Deutsche Wohnen selbstbewusst: "Berlin ist und bleibt unser Kernmarkt"

Berlin – Die Deutsche Wohnen will trotz Mietendeckels und Enteignungs-Volksbegehren weiter in Berlin investieren.

Berlin ist der Kernmarkt von Deutsche Wohnen.
Berlin ist der Kernmarkt von Deutsche Wohnen.  © Paul Zinken/dpa

"Berlin ist und bleibt unser Kernmarkt", sagte Vorstandschef Michael Zahn der "Berliner Morgenpost". Der Schwerpunkt werde nicht verlegt. "Wir sind gerade dabei, die ersten größeren Neubauprojekte in Berlin zu starten." 

Zahn sprach unter anderem über den Neubau von rund 600 Wohnungen im Charlottenburger Ortsteil Westend.

Berlins größter privater Vermieter wird an der Frankfurter Börse von Montag an im Leitindex Dax geführt.
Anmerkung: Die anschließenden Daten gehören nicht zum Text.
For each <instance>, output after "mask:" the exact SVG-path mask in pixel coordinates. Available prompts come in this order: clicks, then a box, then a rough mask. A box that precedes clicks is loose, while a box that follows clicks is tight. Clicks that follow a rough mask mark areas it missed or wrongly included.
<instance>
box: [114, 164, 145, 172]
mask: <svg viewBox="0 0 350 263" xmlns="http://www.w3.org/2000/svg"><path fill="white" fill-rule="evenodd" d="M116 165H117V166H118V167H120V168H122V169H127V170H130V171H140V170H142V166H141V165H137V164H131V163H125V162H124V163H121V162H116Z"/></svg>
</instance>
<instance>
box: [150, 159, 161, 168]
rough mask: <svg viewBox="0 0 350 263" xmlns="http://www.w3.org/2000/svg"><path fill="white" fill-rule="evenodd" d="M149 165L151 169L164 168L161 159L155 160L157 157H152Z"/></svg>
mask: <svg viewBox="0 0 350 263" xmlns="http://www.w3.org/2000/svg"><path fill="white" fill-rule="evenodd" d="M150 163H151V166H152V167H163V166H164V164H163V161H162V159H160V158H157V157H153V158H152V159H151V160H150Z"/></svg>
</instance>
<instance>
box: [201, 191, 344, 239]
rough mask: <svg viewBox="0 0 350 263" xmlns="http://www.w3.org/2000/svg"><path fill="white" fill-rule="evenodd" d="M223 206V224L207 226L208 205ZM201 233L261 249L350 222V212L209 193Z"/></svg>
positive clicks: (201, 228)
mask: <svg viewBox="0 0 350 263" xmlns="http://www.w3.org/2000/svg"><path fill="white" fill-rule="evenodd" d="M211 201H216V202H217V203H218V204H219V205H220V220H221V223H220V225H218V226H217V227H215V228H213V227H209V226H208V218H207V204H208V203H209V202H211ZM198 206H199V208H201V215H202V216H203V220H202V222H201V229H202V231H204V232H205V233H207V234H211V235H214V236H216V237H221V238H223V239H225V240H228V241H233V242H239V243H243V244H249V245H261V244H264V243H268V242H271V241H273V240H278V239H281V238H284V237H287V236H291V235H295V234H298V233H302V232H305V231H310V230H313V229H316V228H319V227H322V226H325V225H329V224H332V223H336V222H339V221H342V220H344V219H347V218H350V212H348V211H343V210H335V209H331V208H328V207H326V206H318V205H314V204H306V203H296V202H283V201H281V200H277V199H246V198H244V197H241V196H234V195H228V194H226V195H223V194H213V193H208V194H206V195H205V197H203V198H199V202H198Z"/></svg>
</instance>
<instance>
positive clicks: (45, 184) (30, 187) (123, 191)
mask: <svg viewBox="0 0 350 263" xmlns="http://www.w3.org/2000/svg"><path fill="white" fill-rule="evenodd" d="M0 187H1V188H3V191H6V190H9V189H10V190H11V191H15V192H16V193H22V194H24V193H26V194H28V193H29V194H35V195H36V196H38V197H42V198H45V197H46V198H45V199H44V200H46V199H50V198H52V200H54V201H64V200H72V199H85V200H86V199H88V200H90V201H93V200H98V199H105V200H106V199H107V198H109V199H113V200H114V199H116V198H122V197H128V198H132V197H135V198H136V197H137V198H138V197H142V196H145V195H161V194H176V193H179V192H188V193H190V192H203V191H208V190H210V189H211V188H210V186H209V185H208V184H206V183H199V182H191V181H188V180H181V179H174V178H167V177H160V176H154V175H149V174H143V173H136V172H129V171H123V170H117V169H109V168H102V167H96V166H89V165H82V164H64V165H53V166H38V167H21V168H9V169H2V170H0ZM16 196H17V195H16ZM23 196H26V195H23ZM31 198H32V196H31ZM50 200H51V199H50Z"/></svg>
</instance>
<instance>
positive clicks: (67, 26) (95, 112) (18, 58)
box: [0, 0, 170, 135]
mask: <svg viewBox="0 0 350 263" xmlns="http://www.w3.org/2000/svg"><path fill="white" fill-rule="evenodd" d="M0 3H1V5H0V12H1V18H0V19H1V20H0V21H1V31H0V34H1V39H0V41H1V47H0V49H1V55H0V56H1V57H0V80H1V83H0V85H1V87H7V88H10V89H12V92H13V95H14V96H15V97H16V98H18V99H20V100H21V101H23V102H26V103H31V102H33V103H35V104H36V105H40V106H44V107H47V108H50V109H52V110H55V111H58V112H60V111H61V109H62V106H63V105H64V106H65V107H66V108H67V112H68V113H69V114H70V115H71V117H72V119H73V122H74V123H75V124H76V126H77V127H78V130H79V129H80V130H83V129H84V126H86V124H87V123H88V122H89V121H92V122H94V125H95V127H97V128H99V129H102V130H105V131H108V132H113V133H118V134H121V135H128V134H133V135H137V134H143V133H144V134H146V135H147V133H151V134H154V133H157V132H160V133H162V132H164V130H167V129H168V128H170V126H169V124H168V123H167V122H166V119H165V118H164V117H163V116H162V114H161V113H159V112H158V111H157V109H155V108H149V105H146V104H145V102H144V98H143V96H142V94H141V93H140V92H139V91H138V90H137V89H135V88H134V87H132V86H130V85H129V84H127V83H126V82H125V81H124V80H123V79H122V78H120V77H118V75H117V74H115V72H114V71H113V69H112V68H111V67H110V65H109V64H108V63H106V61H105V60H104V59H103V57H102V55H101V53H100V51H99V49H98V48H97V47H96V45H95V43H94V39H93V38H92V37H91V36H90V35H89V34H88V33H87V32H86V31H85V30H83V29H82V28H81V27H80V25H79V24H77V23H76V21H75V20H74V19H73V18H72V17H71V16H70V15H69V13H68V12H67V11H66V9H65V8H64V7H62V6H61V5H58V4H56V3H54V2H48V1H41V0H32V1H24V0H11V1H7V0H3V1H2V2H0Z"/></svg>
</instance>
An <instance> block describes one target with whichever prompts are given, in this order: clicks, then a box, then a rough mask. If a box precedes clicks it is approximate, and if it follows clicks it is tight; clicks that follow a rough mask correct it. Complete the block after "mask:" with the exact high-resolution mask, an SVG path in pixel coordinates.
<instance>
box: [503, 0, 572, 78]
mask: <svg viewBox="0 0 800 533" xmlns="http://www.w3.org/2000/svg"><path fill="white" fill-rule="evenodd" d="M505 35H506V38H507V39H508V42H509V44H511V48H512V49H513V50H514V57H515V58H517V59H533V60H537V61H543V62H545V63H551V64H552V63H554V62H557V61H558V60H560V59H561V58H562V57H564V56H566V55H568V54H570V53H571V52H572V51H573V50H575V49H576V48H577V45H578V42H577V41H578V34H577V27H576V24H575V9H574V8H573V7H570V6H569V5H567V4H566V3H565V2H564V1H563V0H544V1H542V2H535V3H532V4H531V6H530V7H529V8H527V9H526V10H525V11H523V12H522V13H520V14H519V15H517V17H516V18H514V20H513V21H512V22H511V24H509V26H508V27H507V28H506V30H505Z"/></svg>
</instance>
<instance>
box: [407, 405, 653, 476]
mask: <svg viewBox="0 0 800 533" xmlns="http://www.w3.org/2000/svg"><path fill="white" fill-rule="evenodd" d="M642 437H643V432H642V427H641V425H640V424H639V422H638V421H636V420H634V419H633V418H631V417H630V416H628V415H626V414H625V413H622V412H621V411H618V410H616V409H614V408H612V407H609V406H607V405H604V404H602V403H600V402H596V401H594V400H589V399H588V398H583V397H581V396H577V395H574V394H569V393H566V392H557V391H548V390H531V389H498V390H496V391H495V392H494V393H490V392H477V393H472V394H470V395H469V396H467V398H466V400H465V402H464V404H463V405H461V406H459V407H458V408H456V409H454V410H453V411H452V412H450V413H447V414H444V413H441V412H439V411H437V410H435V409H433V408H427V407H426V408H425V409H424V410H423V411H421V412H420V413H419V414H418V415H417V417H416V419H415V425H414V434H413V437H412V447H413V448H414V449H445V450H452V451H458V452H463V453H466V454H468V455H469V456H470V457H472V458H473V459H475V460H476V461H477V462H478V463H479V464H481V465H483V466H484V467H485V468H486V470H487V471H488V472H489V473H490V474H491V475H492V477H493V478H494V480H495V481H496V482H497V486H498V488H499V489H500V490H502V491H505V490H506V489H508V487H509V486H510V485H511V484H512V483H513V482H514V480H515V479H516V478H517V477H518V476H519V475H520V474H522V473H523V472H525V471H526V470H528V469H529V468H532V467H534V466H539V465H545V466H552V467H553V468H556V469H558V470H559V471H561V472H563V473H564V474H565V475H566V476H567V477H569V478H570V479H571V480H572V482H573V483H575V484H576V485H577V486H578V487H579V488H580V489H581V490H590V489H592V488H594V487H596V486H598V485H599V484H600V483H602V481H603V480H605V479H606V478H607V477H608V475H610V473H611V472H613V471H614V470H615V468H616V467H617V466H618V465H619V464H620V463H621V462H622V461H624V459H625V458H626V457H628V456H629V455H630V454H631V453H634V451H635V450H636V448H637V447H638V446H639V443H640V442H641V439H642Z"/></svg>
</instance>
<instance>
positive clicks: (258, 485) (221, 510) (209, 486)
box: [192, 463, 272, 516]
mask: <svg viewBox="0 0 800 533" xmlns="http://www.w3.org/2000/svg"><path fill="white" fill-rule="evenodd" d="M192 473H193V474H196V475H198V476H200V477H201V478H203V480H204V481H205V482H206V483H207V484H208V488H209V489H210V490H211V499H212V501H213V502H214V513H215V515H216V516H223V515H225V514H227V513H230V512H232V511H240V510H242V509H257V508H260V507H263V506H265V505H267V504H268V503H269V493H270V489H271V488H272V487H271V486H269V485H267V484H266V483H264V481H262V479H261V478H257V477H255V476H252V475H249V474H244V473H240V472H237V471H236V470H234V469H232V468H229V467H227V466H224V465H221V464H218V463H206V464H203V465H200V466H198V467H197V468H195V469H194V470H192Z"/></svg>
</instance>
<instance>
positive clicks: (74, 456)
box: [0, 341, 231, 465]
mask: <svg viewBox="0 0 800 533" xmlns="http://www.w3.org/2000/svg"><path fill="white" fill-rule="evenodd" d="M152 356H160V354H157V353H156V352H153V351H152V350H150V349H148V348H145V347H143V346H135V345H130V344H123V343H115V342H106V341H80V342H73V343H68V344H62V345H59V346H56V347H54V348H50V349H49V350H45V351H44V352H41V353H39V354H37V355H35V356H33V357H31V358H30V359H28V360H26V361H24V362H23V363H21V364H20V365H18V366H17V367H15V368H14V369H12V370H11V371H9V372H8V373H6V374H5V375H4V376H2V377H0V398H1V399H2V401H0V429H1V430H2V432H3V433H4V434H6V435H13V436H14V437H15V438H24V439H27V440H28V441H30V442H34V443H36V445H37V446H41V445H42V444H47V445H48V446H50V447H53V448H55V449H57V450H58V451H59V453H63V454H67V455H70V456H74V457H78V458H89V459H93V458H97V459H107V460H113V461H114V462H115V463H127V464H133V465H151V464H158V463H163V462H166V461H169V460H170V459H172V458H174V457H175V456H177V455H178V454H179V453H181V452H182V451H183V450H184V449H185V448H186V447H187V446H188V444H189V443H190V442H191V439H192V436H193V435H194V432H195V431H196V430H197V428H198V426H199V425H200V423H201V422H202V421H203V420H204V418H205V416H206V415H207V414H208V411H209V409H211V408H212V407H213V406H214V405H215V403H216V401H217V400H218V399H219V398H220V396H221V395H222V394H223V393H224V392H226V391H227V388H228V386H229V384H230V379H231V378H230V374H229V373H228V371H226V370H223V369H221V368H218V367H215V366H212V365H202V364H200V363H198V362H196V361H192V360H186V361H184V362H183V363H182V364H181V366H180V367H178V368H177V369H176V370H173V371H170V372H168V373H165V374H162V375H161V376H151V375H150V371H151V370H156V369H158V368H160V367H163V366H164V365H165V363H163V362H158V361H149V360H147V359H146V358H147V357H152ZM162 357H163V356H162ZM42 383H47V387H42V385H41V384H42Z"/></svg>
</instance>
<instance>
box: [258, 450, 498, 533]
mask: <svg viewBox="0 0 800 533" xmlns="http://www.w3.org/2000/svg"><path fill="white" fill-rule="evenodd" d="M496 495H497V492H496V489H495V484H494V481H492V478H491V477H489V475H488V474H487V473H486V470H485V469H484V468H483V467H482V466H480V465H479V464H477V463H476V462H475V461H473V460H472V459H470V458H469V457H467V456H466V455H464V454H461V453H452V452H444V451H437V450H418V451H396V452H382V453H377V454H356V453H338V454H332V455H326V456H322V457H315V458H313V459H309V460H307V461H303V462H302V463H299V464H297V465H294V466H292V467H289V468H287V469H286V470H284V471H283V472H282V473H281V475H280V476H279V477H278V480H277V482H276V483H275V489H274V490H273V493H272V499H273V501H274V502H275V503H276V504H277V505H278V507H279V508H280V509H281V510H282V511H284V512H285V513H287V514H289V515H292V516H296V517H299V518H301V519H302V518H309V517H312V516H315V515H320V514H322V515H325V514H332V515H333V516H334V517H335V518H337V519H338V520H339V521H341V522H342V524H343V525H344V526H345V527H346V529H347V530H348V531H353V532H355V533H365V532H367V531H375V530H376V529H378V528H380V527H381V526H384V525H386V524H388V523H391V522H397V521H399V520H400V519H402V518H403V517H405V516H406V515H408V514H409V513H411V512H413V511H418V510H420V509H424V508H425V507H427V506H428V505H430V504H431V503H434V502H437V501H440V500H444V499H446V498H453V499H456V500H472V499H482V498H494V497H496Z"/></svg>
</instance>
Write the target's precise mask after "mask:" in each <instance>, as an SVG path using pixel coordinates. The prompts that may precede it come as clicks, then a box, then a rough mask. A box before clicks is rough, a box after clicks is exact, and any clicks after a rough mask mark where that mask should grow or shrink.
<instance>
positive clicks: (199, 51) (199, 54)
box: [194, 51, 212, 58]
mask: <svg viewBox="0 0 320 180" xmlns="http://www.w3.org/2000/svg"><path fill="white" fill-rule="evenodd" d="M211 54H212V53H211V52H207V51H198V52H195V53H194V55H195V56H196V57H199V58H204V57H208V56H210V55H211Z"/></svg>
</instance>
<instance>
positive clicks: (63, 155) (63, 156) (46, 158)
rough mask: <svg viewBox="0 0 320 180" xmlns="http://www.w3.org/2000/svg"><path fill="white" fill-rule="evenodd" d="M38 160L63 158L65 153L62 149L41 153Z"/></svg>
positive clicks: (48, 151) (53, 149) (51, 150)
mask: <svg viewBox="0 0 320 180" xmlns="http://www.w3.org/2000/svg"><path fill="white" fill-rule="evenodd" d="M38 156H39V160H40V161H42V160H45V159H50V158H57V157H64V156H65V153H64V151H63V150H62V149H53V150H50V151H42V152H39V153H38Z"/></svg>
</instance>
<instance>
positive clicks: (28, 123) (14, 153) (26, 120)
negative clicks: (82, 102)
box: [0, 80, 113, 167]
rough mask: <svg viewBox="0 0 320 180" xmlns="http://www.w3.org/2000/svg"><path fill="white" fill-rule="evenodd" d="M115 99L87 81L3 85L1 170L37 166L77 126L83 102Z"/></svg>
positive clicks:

Der Senat prüft gerade, wie es mit dem Volksbegehren "Deutsche Wohnen & Co. enteignen" weiter geht. 

Die Initiatoren haben in der ersten Stufe 77.000 Unterschriften für ihre Forderung gesammelt, Unternehmen mit mehr als 3.000 Wohnungen zu vergesellschaften.

Mieten seit Februar eingefroren

Eine Initiative fordert, Deutsche Wohnen zu enteignen.
Eine Initiative fordert, Deutsche Wohnen zu enteignen.  © Christoph Soeder/dpa

Der Senat tue gut daran, sich und seine Verantwortung für die Stadt zu hinterfragen, sagte Zahn. "Ob die Enteignungskampagne hilft, mehr zu bauen oder zu sanieren und die Wirtschaft zu transformieren hin zu einer modernen und klimafreundlichen Industriekultur? Ich glaube nicht."

In der Stadt sind die Mieten seit Februar auf dem Stand vom Juni 2019 eingefroren. Vom nächsten Jahr an sind Erhöhungen um 1,3 Prozent möglich. 

Die Deutsche Wohnen hat vorgeschlagen, dass künftig der Staat teilweise den Mieteranteil an Sanierungskosten übernimmt, die dem Energiesparen und dem Klimaschutz dienen. 116.000 von 160.000 Wohnungen des Konzerns liegen in Berlin.